Exhibition"Bram Bogart" Palais des Beaux-Arts, Brussels 1959
Museum Boijmans Van Beuningen, Rotterdam 1959
Literature"Bram Bogart, The early years 1951-1965" D&R Hughes, London 1989, nr. 19 ill.
"Rock and Roll with Paint" the most extreme example of this new tachism is Bram Bogart, a precursor of total nihilism who, using a mixture of cement, sand and paint puts an uneven layer on the canvas using at times a single unmixed colour. The paintings resemble rough wall surfaces or a rock face and with all the good will in the world have nothing whatever to do with art. In Paris this is the new tendency with some younger painters, a form of rock and roll with paint in its most stupid manifestation
This critic was clearly not amused by the work he saw at an exhibition in Amsterdam in 1956. In the 1950s, a generation of young artists in Europe rebelled against existing conventions on beauty and painting.

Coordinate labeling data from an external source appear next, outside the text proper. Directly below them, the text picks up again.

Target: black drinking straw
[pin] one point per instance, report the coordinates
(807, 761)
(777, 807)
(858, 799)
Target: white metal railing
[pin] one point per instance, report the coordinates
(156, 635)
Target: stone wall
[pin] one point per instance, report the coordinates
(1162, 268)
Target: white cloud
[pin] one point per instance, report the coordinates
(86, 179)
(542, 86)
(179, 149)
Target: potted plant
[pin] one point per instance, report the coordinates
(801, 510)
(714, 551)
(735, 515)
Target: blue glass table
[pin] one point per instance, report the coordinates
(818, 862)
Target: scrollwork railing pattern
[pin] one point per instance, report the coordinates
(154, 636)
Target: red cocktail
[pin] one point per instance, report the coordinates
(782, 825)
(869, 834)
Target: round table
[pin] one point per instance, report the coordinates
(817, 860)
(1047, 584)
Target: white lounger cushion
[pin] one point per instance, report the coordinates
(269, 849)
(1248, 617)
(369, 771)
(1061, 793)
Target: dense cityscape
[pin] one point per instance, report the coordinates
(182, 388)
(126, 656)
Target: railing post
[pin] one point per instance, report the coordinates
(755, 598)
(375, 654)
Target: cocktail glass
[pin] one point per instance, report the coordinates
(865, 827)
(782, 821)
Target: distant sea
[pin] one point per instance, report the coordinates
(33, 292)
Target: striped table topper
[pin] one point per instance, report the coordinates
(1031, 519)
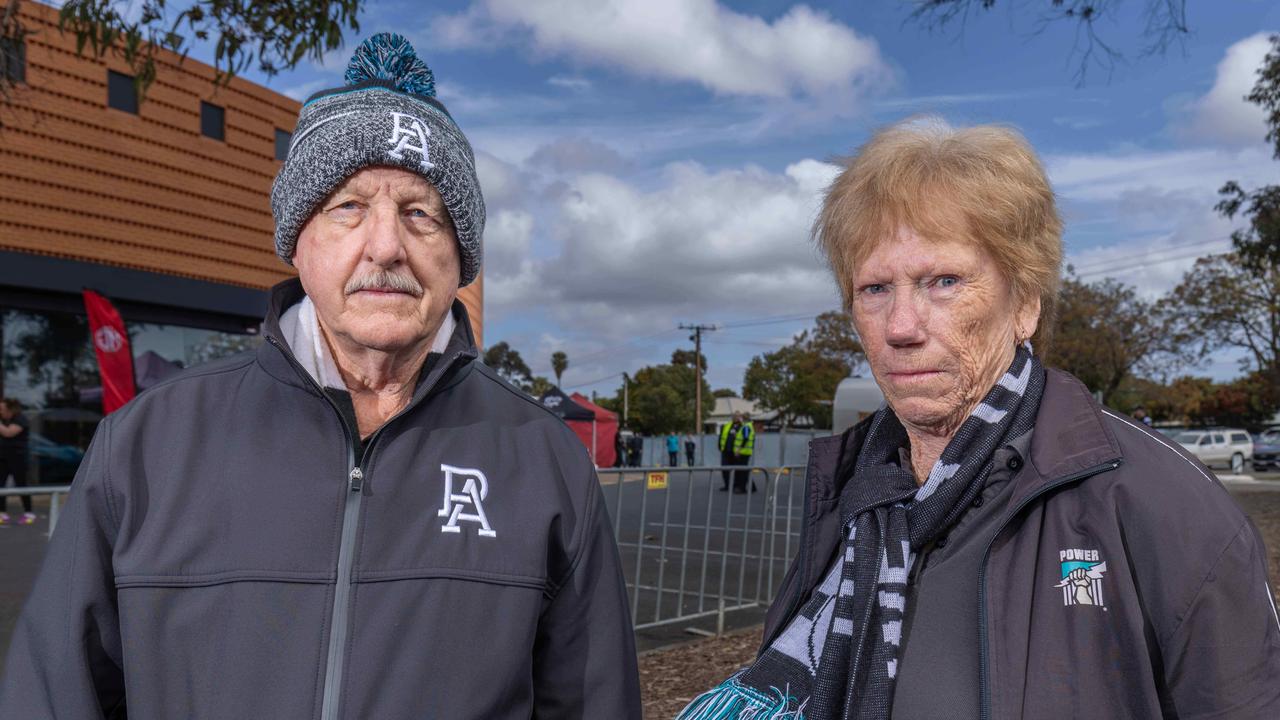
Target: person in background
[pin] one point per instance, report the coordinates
(620, 450)
(993, 542)
(727, 437)
(744, 447)
(14, 443)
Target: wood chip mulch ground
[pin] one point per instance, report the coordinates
(671, 678)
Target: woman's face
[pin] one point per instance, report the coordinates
(938, 323)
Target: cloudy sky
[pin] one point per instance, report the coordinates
(659, 162)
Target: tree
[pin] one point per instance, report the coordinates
(270, 35)
(662, 399)
(1165, 24)
(833, 337)
(1225, 302)
(508, 364)
(1105, 335)
(796, 382)
(800, 379)
(1258, 244)
(560, 363)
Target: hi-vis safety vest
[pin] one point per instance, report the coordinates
(725, 432)
(745, 441)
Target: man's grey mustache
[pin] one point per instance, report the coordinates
(384, 281)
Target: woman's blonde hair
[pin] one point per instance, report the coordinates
(982, 183)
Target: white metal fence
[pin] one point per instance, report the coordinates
(691, 551)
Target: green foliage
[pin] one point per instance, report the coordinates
(511, 367)
(800, 379)
(507, 363)
(1225, 302)
(1266, 92)
(560, 363)
(268, 35)
(662, 400)
(1258, 244)
(1105, 335)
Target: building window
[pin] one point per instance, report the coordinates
(49, 367)
(120, 92)
(283, 139)
(213, 121)
(13, 59)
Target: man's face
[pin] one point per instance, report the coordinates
(380, 260)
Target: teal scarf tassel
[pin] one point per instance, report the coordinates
(735, 701)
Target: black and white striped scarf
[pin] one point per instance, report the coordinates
(837, 659)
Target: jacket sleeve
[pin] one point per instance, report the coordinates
(584, 654)
(65, 659)
(1223, 660)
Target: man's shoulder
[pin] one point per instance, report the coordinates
(507, 399)
(204, 378)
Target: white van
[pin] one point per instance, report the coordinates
(1219, 446)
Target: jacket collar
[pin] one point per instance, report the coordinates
(278, 360)
(1070, 437)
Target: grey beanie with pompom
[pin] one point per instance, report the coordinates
(387, 114)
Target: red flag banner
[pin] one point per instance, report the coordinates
(112, 345)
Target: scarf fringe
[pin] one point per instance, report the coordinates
(734, 701)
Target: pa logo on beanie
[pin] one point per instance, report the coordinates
(385, 114)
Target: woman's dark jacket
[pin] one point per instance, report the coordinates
(1187, 627)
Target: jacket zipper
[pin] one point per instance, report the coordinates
(983, 650)
(343, 588)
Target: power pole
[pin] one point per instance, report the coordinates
(698, 376)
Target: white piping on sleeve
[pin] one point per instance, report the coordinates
(1157, 438)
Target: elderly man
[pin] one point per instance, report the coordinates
(359, 520)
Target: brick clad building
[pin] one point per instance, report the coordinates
(161, 205)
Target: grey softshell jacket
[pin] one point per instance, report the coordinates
(1182, 623)
(224, 554)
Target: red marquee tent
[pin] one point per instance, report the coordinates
(598, 432)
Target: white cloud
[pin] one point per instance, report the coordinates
(801, 53)
(1223, 115)
(1144, 217)
(611, 258)
(567, 82)
(1105, 176)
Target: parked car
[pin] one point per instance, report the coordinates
(1266, 451)
(1219, 446)
(53, 464)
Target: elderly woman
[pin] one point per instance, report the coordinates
(992, 542)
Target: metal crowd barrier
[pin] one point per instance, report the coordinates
(54, 493)
(690, 551)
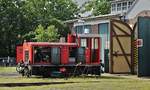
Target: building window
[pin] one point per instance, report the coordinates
(83, 29)
(113, 7)
(119, 7)
(130, 4)
(94, 43)
(124, 6)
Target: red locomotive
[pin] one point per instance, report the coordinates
(79, 55)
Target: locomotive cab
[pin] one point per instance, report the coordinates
(80, 55)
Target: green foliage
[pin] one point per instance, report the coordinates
(98, 7)
(19, 19)
(46, 35)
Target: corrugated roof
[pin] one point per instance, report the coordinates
(93, 17)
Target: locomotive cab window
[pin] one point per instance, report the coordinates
(26, 56)
(42, 54)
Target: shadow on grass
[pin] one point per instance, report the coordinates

They will explore the limits of matter, gestures and ideas, each in their own way: Fontana in Italy, Tapies in Spain, Dubuffet in France and Bogart in Belgium. The artists met in the cafés of Paris and Rome, which provided the vibrant setting for an unstoppable creation and exchange of ideas.
Bogart, like many artists at the time, was limited in his resources. He experimented with mixtures of ordinary materials such as sand, cement and putty. With reasoned movements he applied them to the canvas, on which a sublime landscape of cavities and curves unfolded. The shape is determined by the paint mass, emphasized by the almost monochrome white and gray colour. Matter and emptiness balance each other and define the composition with light and shadow, like day and night.
This 1959 painting is on the eve of a shift in Bogart's oeuvre, in which volume continues to swell. Since the early 1950s, the paint has grown heavier. The difference between painting and sculpture is becoming increasingly blurred. Finally, Bogart will drop the easel and lay his canvases directly on the floor.